We highlight our efforts towards these in this blog.
App
Yesterday we added options for fonts and sizing.
Today we went a step further and offered options for how the user can interact with the app.
Xander brought up some good points on how frequently someone may want to set a timer for a two digit number of minutes i.e. 10min , 20min , 30min .
To have as little friction as possible to do this, our set time mode — or input state — can be customized.
Customized in the sense that, if you set your input mode to MM then when you start the timer it will begin counting down that many minutes.
The default input state remains HH:MM:SS , and the user also gets the option for a customizable second input state that is activated on ⌥ + double click. This way the user can have their primary input state be HH:MM:SS and secondary input state MM for quick setting a timer for a two digit number of minutes.
The logic on the MM is also such that if the user selects a timer for 90 , then this is automatically normalized in the countdown to 01:30:00 in HH:MM:SS format.
More customizations such as adding fun metrics like your CPU and memory usage, your thermal state and your battery stats (remaining to full charge, remaining till empty, etc.).
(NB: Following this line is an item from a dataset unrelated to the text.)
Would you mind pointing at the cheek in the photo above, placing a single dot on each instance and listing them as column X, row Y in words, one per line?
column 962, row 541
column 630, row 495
These are more like bells and whistles we’ve added which some users may enjoy :)
A short demo of some of these settings can be seen in this X post.
Website
Today’s main features were the “Try me!” arrow on the home page and adding the timer functionality.
We needed something to call out that the demo was interactive (lest users miss all the hard work we put into it).
I threw together the arrows in Affinity (we have one for mobile and one for desktop). It was simple enough to add them in with a little “Try me!” note in Excalifont (which is my favourite handwritten font at the moment).
I’m still not super happy with the layout, but it works…
The timer functionality was also relatively easy since I could copy the logic directly from the app.
One change we made was the specific timer sound. The app uses NSSounds which come with macOS, but we didn’t want to use that on the site for fear of licensing issues.
So instead, I found a close-enough sound on Pixabay, pitch shifted it down, and duplicated to mimic the sound of the default timer in the app.
To finish the demo we just have to add in the settings page! And after that it’s 'just' distribution.